Another thing that I would like to point out is the fact that Metro: Last Light features a fair amount of nudity. Yip, that’s right… naked people! While this was indeed a surprise to witness at first, it just goes to show that developer 4A Games has not opted to censor anything from players in Metro: Last Light. This is one thing that I appreciate most about this title as it does not sugar coat the world around you.
While Metro: Last Light is a stunning title, it does however suffer from various graphical glitches. These glitches include screen tear, random floating objects and character models passing through what seem to be solid objects. Additionally, when you follow a few NPCs around an area, you will notice that at the end of their path they may start doing something random with what seems to be an invisible object.

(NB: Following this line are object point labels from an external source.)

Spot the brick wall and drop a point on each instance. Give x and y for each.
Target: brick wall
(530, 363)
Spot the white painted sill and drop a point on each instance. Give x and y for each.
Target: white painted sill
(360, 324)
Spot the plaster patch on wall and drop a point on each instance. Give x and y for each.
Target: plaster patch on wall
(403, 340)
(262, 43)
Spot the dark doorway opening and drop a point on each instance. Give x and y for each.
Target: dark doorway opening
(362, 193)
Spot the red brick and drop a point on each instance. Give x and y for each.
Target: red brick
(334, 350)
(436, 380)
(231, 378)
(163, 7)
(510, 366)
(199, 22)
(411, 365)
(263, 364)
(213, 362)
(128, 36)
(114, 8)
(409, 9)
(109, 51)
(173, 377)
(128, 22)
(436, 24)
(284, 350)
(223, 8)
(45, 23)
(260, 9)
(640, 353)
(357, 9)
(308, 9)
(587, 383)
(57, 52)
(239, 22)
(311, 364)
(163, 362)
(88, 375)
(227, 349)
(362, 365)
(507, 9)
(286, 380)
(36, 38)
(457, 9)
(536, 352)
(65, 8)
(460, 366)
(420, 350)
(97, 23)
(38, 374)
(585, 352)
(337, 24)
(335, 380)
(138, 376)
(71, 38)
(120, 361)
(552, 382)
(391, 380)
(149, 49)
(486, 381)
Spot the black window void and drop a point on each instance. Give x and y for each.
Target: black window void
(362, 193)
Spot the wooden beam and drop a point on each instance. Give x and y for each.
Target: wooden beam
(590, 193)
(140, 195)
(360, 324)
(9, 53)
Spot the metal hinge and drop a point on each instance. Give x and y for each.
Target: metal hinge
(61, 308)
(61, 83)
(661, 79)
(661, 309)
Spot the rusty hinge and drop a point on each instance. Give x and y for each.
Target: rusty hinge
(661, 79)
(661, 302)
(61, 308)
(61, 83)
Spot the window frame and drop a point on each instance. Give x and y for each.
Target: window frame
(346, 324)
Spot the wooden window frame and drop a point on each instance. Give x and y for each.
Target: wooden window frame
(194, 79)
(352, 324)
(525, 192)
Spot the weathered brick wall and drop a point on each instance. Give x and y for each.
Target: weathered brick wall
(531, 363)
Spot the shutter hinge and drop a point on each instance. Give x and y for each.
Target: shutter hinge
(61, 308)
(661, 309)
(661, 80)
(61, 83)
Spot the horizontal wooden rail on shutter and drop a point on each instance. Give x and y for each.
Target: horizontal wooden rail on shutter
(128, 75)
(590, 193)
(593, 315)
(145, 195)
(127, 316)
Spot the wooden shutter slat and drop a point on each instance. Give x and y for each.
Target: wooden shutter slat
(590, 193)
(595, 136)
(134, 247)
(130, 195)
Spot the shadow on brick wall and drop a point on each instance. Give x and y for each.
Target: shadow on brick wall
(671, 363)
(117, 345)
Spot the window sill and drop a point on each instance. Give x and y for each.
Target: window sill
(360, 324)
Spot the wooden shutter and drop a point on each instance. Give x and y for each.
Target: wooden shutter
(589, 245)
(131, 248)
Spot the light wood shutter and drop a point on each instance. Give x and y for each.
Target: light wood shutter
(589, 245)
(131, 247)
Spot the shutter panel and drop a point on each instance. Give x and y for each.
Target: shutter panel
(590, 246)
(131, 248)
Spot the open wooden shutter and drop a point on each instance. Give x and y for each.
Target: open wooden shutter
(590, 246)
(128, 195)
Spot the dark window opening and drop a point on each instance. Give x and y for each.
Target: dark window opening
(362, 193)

While the above mentioned graphical glitches are pretty much expected in a game of this size, they will not ruin your overall experience. I did however happen to get stuck underneath the games map. This only happened once, as I was unable to replicate the factors that caused it, despite trying.
Metro: Last Light features a slightly uneven voice cast. While some characters have been voiced to perfection, others seem to sound as though they have been voiced by some random person who seemed to fit the part. You will have to listen out to the various conversations in order to pick this up; however, it is pretty easy to come across. Apart from the uneven voice acting, the overall world and environments featured within Metro: Last Light sound rather authentic. The game uses its musical score rather well and does not con the player into thinking that something scary is waiting around a corner when it is clearly not.
Metro: Last Light features an amazing setting that not only draws the player in, but also makes them want to venture further into the games rather unique storyline. While gameplay can be on the frustrating side, it is still worthwhile to experience what Metro: Last Light has to offer.
All in all Metro: Last Light should take you around 10 to 12 hours to complete; however, the game does include various difficulty settings to extend upon the overall experience as well as add lasting appeal. While not recommended for first time players, Ranger Mode offers up combat that is even more deadly than the Original Mode featured in the game. So, if you are looking for a challenge be sure to check it out.
Overall, Metro: Last Light may need a patch here and there, but it is still a game that took a lot of risks while managing to exceed overall expectations.
Lasting Appeal: 9/10
Predominantly reviewed on the Xbox 360.